Sunday, 9 December 2007

Continuous Transparency - a new best practice?

Continuous Transparency is the practice of giving your customer or key stakeholders direct access to the output of your daily build or continuous integration environment, in other words, your customer is able to see the work in progress (warts and all).

For web applications you simply get your build script to automatically deploy the build to an internet facing server and send the URL to your customer. For thick client applications you give VNC or RDC access to a demo PC, usually located in your corporate DMZ, and send your customer the connection details.

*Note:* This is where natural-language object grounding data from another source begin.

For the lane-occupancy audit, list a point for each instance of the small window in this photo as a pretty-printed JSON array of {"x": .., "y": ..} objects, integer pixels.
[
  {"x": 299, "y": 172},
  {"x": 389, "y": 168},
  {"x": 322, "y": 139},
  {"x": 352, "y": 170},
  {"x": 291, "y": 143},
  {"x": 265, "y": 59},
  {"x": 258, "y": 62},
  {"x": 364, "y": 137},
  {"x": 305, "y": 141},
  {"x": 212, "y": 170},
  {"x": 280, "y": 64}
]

When you adopt this practice for the first time you must communicate to all stakeholders the following in relation to having direct access to the build:
  • What you will see in the build is work in progress. It is normal for untested software that is in mid-development to crash or give unexpected results. Please do not log any calls or be alarmed if the software crashes or is partially unavailable or completely unavailable when you try to access it.
  • You must not use the build for demonstration purposes within your organisation as it may change significantly before the final release and may not be available when you come to demonstrate it. You also run the risk of setting the wrong expectations should the software fail or change in the future.
  • Placeholders will often be used where content or functionality is not yet available to provide “scaffold” for the application.
  • What you see in the daily build does NOT constitute an official release.
  • All previous data is removed each time the build is deployed.

Advantages of Continuous Transparency
  • Builds an enormous amount of confidence with the customer and creates a very strong relationship as they can see tangible progress and feel constantly engaged.
  • Enables you to share problems with the customer in real-time. The most common problem is having an overly optimistic (unachievable) schedule. The customer can usually gauge the overall progress of the development and realise that you can’t complete all functionality on time. They actively help you to de-scope the solution to hit their deadline.
  • Focuses the developers’ minds when they know all stakeholders are watching their creations on a daily basis and improves quality upstream.
  • Entirely removes the risk of any surprises to the customer when the first release is made, where they would have traditionally only seen the software after many months of development.
  • Flushes out change requests or fundamental requirements issues earlier on in the development life cycle. Better to find out earlier before project budget is burnt.
Disadvantages of Continuous Transparency
  • If your project has major resourcing issues (I’m not talking about the odd day of sickness or annual leave) then your customer will be able to see an unexplainable lack of progress.

I have operated Continuous Transparency on all projects I’ve run over the past 4 years and it’s always been a great success.

Everyone I’ve introduced it to automatically gives me a look of horror followed by "showing the customer untested software or airing our bugs in public is ridiculous", or "but doesn’t it give the customer a chance to sneak in changes?" But once they try it and reap the rewards of success they say they will never go back to how they used to do software. Most importantly though, is all my customers have said “why don’t all our suppliers operate like this.”

I’m interested to hear comments from anyone who’s already operating this approach or is concerned or sceptical about using it.